As the villagers saw Rasikh on TV, many eyes were moist. “We were perhaps more excited than him,” said his elder brother, Irfan Salam, at their house in Ashmuji village. “We never thought he would be given the first ball. His dreams have come true.”
His bowling during trials had caught the eye of the state cricket council’s mentor and one-time Indian star pacer Irfan Pathan, who groomed Rasikh further, the brother said, adding that after a good performance in the Vijay Hazare tournament, the youngster played with the seniors in the Ranji tournament.
However, Rasikh was first spotted by MI coaches at the Cooch Behar Trophy last November and they invited him for trials in Mumbai, said Irfan Salam. The following month, Rasikh was picked up for Rs 20 lakh by the Mumbai Indians at the IPL auction. “18th December 2018,” Shameema Akhtar, his mother, remembers.
For the better part of the 18 years, there was nothing on Rasikh’s mind except cricket. “He started playing ever since he started walking, throwing balls at the walls, alone, for hours,” said Shameema. Irfan added: “When it rained he would play inside the house. There is not a single window that he hasn’t broken.”
As he grew a little older, all of 12 and in Class 6, he began playing in the open, at the uneven playground of Ashmuji. Their father, Abdul Salam Dar, a teacher by profession, would always urge Rasikh to focus on studies besides sports, said Irfan. “I don’t want to be an officer, I want to be a sportsman,” Rasikh told their father, his brother recalled.
In the corner of the Ashmuji ground, Rasikh practised with Irfan, and their cousin, Nadeem Dar, who is also the captain of the Rehmat Alam cricket club of which both cousins are members. “He would make us bat while he bowled, for hours,” Nadeem said as he warmed up in the ground, adding that he helped Rasikh work on his slower ball. After months of practice, the cheeky Rasikh told Nadeem that his slower ball was not good, your pickup is weak”.
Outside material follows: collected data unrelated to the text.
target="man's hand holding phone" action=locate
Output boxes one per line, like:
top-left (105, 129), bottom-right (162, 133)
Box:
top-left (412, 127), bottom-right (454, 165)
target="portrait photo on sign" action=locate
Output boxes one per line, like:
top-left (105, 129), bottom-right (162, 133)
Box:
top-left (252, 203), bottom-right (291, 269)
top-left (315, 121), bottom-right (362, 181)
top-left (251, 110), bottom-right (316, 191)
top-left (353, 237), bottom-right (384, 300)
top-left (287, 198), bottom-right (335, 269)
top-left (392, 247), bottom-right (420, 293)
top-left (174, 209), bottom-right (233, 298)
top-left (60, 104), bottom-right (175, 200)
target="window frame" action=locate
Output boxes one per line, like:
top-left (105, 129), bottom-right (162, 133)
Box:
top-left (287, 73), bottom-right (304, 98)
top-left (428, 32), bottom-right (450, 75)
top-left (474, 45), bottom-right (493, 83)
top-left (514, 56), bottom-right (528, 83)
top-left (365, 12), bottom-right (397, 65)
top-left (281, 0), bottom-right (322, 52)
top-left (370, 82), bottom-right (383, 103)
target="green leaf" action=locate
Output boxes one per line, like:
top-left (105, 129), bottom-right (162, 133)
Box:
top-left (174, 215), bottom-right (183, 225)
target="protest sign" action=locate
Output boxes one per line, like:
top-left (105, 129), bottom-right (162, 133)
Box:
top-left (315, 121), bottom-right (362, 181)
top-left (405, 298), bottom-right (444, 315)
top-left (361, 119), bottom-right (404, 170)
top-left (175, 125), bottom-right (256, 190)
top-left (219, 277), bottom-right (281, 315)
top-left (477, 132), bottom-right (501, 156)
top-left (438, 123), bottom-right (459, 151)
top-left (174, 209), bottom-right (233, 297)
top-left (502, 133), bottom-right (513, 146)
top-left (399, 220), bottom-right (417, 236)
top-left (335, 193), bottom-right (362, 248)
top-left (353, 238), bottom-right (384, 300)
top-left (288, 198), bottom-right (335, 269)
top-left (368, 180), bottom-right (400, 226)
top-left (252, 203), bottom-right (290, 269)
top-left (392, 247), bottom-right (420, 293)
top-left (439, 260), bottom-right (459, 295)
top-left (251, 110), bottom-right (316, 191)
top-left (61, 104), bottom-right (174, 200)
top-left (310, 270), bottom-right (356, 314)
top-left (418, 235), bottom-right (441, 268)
Rasikh is known for his aggression on the ground, likened to Zaheer Khan by some, but he himself looked up to Pakistani pacer Shoaib Akhtar and Indian skipper Virat Kohli. In the cricket clubs of Kulgam and Anantnag, players are wary of Rasikh for keeping batsmen guessing with pace and slower balls.
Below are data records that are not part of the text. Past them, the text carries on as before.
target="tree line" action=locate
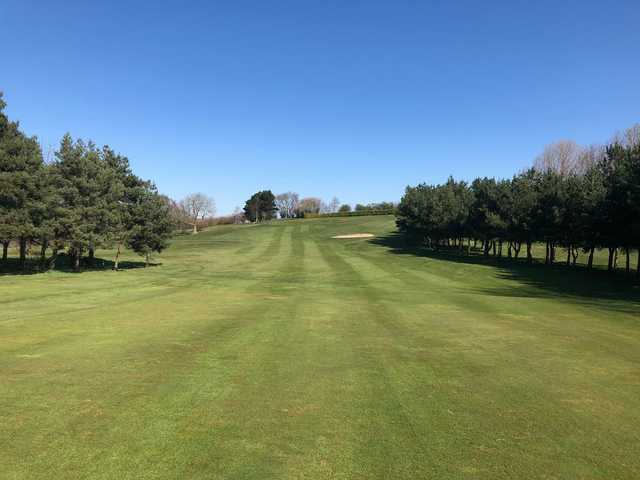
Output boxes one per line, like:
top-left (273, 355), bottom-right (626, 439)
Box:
top-left (242, 191), bottom-right (338, 221)
top-left (0, 93), bottom-right (174, 271)
top-left (243, 191), bottom-right (395, 221)
top-left (397, 126), bottom-right (640, 275)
Nadeem says he always knew Rasikh would someday reach greater heights. “He laughed when I would tell him he would make it big,” he said. “Earlier people would look down upon us as if we were wasting time playing cricket, but now I lift my kit with pride. Our own boy has made it to the IPL.” Asked if the club had nicknamed Rasikh on similarities or his fondness for any cricketer,
Nadeem said, “Now others in our village will be nicknamed Rasikh.”
Rasikh’s story is that of a cricket-obsessed village boy beating the odds to make it big. From the dusty ground of Ashmuji to rubbing shoulders with the game’s stars, his debut in the IPL has renewed sporting passions in the village and given hope to the many who make do with the village’s common playfield they call a stadium. According to locals, it was reclaimed from encroachers by the efforts of the four-time communist legislator Yusuf Tarigami.
At the school opposite the ground, where Rasikh studied the last two years, a 16-year-old Class 11 student, Faheem Sabzar, said Rasikh’s success had motivated students to pursue their sporting dreams. “Because of Rasikh even our parents now think that if there is talent, it might not go waste,” he said, taking a break from practice. “They always say that we need to study but now they realise sports is important as well.”